The Minister is to be congratulated for the way in which he has looked at most of the complaints that have arisen. I look at the letter tabled in this House today by the honourable member for Melbourne who is the Opposition spokesman on immigration matters. Look at the points that are raised in that letter. Honourable members will see that these things are being carried out The Minister has pointed out that steps are being taken immediately to have the Embassy in Beirut opened as soon as possible. The applications by large numbers of Lebanese stranded in Nicosia are being dealt with and they are being dealt with as a matter of urgency. There is no basis for the complaint by the honourable member. I notice also that the honourable member did not give any prominence to item (c) in this letter. He gave no prominence to that item which refers to an extension of the categories. Yet he has the hide to criticise the Minister for extending the categories to include brothers and sisters. That was something that the Lebanese communities wanted. It was a reasonable thing to do. It was a sensible thing to do.

The honourable member for Melbourne comes into the House screaming, trying to make political capital and talking about expectations having been dashed. He is illogical. He simply does not know what he is talking about. He might like to know that on a number of occasions I have taken up with the Minister the question of what is to be done about one member of a family who has been knocked back on medical grounds. I know that the Minister will institute a sensible, proper and humanitarian approach to such a matter, consistent with the Government's policy throughout. Reference was made to intermediaries no longer being involved. I agree with that procedure. Mention was made of profiteering. All I can say is that most of the persons in the South Lebanese Association, which has its headquarters primarily in the St George area, are eminently respectable citizens. Apparently they have had some troubles with one or two of their number who, I understand, have now been disowned. Only recently through its activities the Association has brought to light difficulties in individual cases. When those matters have been taken up with the Minister he has done everything possible to see that the individual problems are resolved.
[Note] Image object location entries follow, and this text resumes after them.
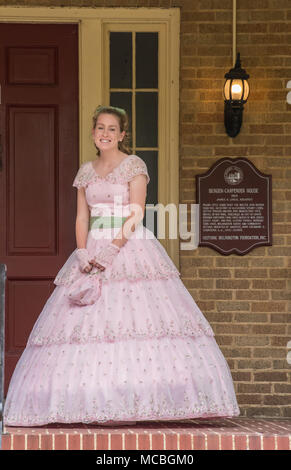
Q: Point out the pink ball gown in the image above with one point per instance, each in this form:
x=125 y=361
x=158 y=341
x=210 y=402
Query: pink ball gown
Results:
x=142 y=351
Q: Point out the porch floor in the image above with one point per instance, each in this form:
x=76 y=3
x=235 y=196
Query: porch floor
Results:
x=194 y=434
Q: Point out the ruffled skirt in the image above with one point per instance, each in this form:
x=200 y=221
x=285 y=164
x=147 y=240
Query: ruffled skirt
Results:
x=143 y=351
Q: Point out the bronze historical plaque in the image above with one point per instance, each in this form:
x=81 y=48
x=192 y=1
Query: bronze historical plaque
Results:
x=235 y=206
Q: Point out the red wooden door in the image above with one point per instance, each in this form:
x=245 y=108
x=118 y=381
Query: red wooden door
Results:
x=39 y=159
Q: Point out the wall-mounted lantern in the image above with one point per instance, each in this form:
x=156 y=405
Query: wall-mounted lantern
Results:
x=236 y=91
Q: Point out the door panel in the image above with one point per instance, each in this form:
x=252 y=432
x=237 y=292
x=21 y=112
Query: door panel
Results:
x=39 y=159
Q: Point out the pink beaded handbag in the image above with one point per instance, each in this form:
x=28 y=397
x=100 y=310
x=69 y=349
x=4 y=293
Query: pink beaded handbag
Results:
x=85 y=290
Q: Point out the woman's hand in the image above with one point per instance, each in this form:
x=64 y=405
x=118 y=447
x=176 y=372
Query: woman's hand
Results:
x=105 y=257
x=83 y=258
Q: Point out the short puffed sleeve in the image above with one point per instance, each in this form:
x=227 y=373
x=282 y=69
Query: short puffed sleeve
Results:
x=81 y=178
x=136 y=166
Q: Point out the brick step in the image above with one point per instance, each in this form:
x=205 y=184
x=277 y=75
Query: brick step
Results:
x=194 y=434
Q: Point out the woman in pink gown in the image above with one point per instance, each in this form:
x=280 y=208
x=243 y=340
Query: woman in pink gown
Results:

Now, I contrast what this Government has done with what we inherited from the former Government. It left us with no immigration policy properly referrable to refugees. The report of the Senate Standing Committee on Foreign Affairs and Defence on the Australian refugee problem which was recently published- the Committee included members of the Austraiian Labor Party- said that the former Government deliberately delayed bringing Vietnamese refugees into Australia in order to minimise the number of refugees with which Australia would have to concern itself. This document is a drastic indictment of the former Government. When the Liberal and National Country Parties took over they had to put things into place. The Minister had to start again and draw up criteria for the refugee problems that arise. He has done a magnificent job in the past 12 months.

Mr DEPUTY SPEAKER (Mr Lucock)Order!The honourable member's time has expired.

Mr MacKellar - Mr Deputy Speaker,I seek leave to make a comment in relation to a point raised by the honourable member for Lang.

Mr Innes - There is a further speaker. Perhaps we could hear him first.

Mr DEPUTY SPEAKER -Is leave granted?

Mr Innes - Leave is granted, yes.

Mr MacKELLAR(Warringah-Minister for Immigration and Ethnic Affairs)- The honourable member for Lang (Mr Stewart) raised the case of the sister of a group of people who was alleged to have been told that she would not be allowed to come to Australia. In fact that case was approved yesterday.